The double aretes to the left of the Notorious BLG were well chalked up aboout 3 weeks ago. So that may/should go this winter.
 
Notorious BLG is fine as can be seen here;

http://just-another-chic.blogspot.com/

as for Notorious BIG. He wasn't so lucky.
 
lieutenant worf i presume?

Resize.jpg
 
Bungle be careful not to be disrespectful. You do know who the true notorious BLG is i presume. I was under the impression that he was as infamous as colorado bouldering grades.
 
To get this thread back on track, The Midas Touch on the Golden Tower, Anglezarke needs tidying up by soloing, without resorting to side runners (like wot I lead it with). Probably E7 6c for the solo.
 
Correct me if Im wrong but...

Surely its poor form to describe things as the "last great problems". Ive heard this term bandied around a lot and it seems to me that there are always going to be new great problems as the standard of climbing gets better. In t' olden days (I may be wrong but I think I saw this on Hard Grit) they were describing what is now E3 or thereabouts as the last great problems. What if some genius develops a new form of protection that simply sticks to flat rock as opposed to having to be placed in breaks/cracks etc. Unethical sounding and I dont know how it would work (not a scientist) but this would make just about anything other than rough, weak or uneven rock protectable. And as people train harder and harder or stickier rubber is invented then people might start climbing much much harder.
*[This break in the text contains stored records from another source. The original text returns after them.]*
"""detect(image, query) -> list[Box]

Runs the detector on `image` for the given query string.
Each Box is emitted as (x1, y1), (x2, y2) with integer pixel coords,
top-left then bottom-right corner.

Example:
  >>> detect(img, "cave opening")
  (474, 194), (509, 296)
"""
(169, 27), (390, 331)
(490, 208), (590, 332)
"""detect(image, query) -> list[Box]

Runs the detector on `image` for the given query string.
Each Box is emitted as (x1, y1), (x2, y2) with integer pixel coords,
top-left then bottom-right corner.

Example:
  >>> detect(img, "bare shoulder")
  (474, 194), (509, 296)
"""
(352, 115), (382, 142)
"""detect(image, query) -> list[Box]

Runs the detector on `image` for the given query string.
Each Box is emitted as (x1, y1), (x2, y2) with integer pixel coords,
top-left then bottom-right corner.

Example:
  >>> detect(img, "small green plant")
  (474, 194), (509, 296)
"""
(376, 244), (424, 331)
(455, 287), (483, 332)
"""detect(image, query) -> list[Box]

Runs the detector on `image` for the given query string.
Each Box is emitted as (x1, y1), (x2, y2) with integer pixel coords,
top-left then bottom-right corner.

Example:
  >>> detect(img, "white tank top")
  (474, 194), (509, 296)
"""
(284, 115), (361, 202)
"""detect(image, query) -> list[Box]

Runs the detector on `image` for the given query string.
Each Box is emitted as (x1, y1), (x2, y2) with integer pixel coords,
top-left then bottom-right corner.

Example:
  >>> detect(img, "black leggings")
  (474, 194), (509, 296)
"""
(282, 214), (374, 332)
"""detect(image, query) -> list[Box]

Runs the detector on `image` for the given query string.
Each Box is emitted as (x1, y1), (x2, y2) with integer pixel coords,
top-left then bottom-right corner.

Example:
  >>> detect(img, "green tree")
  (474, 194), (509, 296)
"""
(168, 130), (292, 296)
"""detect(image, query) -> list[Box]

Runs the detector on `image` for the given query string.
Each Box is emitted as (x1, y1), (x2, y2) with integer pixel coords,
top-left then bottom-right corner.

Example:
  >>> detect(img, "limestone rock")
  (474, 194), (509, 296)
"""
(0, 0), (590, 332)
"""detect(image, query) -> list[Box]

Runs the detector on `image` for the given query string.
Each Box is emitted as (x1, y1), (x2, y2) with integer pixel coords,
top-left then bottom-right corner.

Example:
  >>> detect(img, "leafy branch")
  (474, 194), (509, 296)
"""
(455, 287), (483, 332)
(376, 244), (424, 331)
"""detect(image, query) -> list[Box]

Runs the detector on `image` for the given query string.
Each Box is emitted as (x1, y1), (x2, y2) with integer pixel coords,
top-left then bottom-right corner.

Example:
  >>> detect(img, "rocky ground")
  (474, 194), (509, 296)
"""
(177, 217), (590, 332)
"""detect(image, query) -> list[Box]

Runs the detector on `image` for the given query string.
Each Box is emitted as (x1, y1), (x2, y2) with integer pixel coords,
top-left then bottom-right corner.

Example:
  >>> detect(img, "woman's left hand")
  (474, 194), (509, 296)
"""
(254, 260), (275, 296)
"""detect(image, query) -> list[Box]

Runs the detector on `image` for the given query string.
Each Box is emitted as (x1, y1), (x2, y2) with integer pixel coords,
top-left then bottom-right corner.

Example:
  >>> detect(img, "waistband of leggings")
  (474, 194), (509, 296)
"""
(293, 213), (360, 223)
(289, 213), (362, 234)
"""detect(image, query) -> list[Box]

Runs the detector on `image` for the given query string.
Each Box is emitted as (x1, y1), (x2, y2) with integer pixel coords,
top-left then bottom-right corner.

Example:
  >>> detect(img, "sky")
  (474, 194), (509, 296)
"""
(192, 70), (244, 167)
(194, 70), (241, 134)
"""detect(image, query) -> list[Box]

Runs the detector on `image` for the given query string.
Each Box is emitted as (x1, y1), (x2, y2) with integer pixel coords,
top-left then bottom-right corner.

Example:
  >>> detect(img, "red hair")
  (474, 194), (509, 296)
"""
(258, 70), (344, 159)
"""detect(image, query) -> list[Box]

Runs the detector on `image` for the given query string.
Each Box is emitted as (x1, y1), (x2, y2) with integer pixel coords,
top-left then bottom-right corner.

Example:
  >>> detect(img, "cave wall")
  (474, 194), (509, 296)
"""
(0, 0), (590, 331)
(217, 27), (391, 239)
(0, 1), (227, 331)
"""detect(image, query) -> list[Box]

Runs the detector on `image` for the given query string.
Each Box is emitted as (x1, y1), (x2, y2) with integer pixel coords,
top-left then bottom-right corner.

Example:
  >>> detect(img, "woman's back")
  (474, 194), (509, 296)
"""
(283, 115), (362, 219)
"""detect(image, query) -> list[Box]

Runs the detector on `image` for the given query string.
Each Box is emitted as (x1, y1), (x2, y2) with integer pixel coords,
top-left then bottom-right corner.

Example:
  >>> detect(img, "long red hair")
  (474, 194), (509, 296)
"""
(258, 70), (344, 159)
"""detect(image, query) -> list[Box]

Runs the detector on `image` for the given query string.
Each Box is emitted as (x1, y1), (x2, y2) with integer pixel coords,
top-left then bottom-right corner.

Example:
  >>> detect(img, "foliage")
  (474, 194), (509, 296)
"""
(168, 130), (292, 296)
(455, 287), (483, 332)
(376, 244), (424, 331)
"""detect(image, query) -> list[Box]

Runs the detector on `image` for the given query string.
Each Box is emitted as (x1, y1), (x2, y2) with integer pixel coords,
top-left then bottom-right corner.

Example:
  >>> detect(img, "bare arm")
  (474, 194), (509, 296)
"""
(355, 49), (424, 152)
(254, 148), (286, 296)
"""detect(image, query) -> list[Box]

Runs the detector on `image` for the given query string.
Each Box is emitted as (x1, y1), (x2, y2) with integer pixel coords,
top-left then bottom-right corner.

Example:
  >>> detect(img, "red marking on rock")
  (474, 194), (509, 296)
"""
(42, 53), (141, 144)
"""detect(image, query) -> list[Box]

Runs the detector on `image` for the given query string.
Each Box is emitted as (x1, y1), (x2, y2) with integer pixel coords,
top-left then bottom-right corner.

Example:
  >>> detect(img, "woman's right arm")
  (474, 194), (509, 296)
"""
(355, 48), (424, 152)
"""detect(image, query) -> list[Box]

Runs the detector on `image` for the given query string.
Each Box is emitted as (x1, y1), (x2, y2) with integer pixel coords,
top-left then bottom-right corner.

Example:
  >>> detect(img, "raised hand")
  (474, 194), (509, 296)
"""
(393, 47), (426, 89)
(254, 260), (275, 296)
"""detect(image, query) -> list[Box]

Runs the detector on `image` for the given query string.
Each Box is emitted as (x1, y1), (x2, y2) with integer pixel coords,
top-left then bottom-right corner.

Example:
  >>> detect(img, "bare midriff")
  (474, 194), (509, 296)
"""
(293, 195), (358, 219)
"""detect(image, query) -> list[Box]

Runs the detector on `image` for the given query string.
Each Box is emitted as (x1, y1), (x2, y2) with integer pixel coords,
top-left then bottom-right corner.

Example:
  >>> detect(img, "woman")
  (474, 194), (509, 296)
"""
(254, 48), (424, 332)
Anyway, all Im saying is that there are a seemingly infintessimal amount of "great" lines and problems to be done. In the 1900's who would have thought that Rhapsody would have been possible. In the 1700's who wouldnt have laughed at someone who said that one day humans would fly around in metal tubes. The standard of climbing has not yet reached is peak and with new technological advantages Im taking a Bosrupian view on the future of climbing.

Sorry if I just spouted bullshit.
 
Anyway, all Im saying is that there are a seemingly infintessimal amount of "great" lines and problems to be done.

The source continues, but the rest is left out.